Poster Presentation HUPO 2019 - 18th Human Proteome Organization World Congress

Calculating well-adjusted spectrum e-values using cloud approaches (#892)

Julian Uszkoreit 1 , Dirk Winkelhardt 1 , Katrin Marcus 1 , Martin Eisenacher 1
  1. Ruhr University Bochum, Bochum, NRW, Germany

The currently most widely used approach to match MS/MS spectra to peptides is by using a database search engine. These algorithms take as input a protein database, which mostly is specific for only one species or a small group of taxa, and a set of MS/MS spectra. After the actual search engine's peptide identification, often a strategy containing the target-decoy-approach to estimate the false discovery rate (FDR) is applied. While this strategy worked well for many years, new high-resolution mass spectrometers with precursor and fragment mass errors in the lower ppm respective mmu range exhibit problems. Firstly, the essential decoys are no longer identified, as their theoretical mass spectra do not fit the measured data. With this effect, the traditional FDR estimation is no longer possible. Furthermore, almost all search engines perform well in distinguishing which given peptide matches a spectrum best. But the differentiation, whether the match of one spectrum is better than another spectrum's match, is often not possible when sing the algorithm's scores. Many search engines have for example a tendency to score heavier, longer peptides higher than lighter, smaller sequences.

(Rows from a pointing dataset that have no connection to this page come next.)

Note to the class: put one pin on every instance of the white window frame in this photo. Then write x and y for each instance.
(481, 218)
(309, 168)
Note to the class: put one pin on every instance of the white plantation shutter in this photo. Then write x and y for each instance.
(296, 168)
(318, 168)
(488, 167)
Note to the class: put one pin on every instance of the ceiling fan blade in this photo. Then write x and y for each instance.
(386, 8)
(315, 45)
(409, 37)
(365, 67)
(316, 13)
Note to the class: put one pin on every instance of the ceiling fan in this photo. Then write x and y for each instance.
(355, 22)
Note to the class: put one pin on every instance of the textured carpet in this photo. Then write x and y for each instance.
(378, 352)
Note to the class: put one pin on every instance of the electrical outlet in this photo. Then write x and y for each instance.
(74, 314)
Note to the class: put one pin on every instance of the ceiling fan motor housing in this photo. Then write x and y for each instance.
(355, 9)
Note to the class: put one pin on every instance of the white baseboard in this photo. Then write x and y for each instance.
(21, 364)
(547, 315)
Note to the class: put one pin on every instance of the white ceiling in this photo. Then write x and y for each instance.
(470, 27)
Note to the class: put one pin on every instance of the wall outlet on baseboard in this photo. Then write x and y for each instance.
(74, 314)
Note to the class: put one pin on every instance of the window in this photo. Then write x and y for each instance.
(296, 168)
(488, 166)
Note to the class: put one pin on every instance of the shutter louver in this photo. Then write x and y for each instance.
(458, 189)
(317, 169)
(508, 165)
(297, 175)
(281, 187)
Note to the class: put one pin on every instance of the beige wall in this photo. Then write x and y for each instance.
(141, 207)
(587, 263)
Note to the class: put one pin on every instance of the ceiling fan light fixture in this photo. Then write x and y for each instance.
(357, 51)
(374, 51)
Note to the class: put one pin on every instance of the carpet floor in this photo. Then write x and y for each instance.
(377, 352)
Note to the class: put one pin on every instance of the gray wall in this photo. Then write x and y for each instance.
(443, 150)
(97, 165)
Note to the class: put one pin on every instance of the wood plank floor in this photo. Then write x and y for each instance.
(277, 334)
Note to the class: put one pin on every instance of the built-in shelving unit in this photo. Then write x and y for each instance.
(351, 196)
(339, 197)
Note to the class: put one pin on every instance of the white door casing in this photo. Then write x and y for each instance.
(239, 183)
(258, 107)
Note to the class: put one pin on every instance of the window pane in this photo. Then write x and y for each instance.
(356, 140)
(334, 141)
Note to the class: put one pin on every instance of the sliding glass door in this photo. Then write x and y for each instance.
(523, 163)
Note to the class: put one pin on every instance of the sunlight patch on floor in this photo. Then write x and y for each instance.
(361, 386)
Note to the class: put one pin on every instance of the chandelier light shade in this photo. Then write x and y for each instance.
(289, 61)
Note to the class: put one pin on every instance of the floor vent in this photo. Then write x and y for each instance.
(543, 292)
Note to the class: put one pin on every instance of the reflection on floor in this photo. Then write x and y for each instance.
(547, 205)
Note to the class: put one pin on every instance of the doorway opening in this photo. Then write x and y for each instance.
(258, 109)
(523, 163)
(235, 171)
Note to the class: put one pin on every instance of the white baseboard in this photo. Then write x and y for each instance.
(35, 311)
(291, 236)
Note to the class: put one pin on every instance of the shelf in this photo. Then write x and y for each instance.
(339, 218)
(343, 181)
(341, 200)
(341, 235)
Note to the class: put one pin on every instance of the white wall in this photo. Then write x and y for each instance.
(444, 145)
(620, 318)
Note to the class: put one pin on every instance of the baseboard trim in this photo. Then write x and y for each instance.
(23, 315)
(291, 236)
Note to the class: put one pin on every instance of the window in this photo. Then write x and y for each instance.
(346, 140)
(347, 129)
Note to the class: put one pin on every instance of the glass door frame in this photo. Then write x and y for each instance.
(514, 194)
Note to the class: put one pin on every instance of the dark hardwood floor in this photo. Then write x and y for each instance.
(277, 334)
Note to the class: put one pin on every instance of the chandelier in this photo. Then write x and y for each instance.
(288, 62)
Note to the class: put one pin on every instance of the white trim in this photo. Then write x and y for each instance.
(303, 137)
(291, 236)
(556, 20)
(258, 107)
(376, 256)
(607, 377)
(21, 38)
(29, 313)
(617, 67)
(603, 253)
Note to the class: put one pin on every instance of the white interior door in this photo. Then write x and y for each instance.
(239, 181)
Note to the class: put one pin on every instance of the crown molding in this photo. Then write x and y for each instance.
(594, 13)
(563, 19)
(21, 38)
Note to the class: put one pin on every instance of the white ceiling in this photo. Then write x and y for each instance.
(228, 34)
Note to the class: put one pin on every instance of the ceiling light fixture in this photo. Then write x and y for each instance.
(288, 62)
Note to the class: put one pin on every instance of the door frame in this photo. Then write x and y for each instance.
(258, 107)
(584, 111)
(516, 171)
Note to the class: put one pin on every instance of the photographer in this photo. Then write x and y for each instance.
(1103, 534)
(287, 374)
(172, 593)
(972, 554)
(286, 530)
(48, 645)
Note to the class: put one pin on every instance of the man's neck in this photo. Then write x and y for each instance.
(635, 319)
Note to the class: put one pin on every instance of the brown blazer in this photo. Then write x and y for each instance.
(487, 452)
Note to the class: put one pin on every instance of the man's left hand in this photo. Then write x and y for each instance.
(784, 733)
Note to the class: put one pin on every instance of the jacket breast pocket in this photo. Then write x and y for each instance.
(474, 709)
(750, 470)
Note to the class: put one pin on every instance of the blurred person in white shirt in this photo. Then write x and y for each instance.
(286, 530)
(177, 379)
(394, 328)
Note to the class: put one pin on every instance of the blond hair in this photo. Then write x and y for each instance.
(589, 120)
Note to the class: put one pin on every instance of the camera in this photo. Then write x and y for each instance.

To overcome both problems, we modified a compute-intensive strategy introduced almost five years ago, which becomes now feasible using cloud technology approaches. Instead of matching only the relatively few peptides in the precursor tolerance to each respective spectrum, we additionally match 1-10 thousand decoy peptides per spectrum, which are created to match the spectrum's tolerance. This amount of peptide spectrum matches per spectrum allows us to calculate well-calibrated e-values per spectrum, which are comparable between spectra and hopefully require no additional FDR estimation. As a side-effect of our strategy we can allow searches with very large databases - up to the complete UniProt KB - without exhibiting the FDR problems, which lead to lower sensitivity.